It could be argued that a teacher’s success is measured by the lives and careers her students go on to lead. To Miss Park’s disappointment, the students that show up at her door aren’t success stories but broken misfits and failures – and all their shortcomings in life lead back to Miss Park. As the film progresses, we see that Miss Park’s students’ memories of their elementary class are at extreme odds with their teacher’s own sunny recollections of the past. She thought she’d provided her students with beautiful, formative childhoods. The students recollect cruelty, ridicule and humiliation. No one at this class reunion has arrived with good intentions, so when a killer in a bunny mask starts offing people, it’s a natural assumption that it’s one of the classmates gone rogue, ensuring that Miss Park gets her final comeuppance.
I’ll spare you the spoilers on the “whodunnit” of Bloody Reunion, but our Bunny Killer’s motivations should be mapped out. Childhood and adolescence are tumultuous periods in life, even without any sort of external forces at play. Add puberty, bullying from peers, and pressure in school and from parents, and you get a volatile mess of emotion, just waiting to erupt. Throughout it all, there is a trust that your teachers would be a supportive presence in your life. Realizing that’s not always the case can be a shock.
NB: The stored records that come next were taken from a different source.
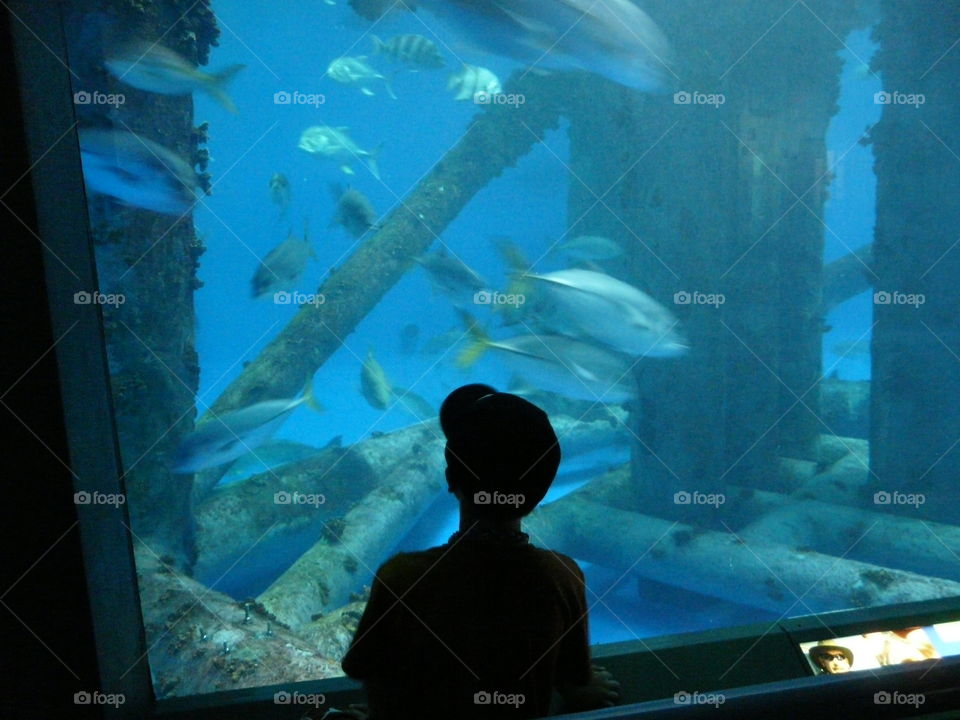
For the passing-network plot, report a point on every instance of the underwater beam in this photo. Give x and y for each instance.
(497, 138)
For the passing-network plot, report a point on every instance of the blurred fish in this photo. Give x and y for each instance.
(451, 275)
(414, 50)
(444, 341)
(471, 80)
(590, 247)
(356, 71)
(225, 438)
(136, 171)
(378, 391)
(283, 265)
(613, 38)
(149, 66)
(560, 364)
(853, 348)
(280, 192)
(409, 337)
(354, 210)
(594, 305)
(268, 456)
(335, 144)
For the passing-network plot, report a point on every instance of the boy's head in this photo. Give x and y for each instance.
(502, 453)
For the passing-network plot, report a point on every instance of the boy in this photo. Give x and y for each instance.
(486, 626)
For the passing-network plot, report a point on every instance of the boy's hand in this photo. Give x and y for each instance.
(601, 691)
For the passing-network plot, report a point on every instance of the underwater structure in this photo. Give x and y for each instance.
(747, 417)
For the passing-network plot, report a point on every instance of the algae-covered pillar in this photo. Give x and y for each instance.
(148, 260)
(915, 413)
(718, 192)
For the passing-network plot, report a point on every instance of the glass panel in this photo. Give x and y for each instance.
(312, 224)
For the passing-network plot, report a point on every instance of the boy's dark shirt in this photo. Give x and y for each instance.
(475, 616)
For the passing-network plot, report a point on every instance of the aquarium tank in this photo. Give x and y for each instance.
(716, 242)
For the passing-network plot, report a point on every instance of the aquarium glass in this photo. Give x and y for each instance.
(315, 219)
It’s always jarring when you admit to yourself that parents are people with faults and flaws, people you might not always like (and odder still when we realize the same could be said of their feelings towards you). While not on the same scale, the feeling is similar when you discover that your teachers aren’t obligated to like you, despite their profession. Yet, we put implicit trust in our teachers, all while not knowing much about who they are as people. It is assumed that they will remain calm and objective, instead of petty or begrudging when handling conflict involving their students. When a child becomes an unfair target of a teacher’s dislike, it goes against what feels like a natural order, or instinct even. Worse still is that the playing field isn’t even for children, because as the authority, the teacher holds all the power in this dynamic. Any sort of bullying from a teacher is abuse, plain and simple.
As Bloody Reunion continues to reveal more of Miss Park’s CV, the viewer is hard pressed not to hate her; all the humiliation and anguish her students suffered at her hands could barely be endured by adults, much less children. So then, what would be the best way to take revenge on such a person, when they have nothing left to lose? In the case of Bloody Reunion, that revenge is served up cold after years of meticulous planning, the student now giving the teacher and abuser the ultimate lesson while they’re unable to do anything but watch.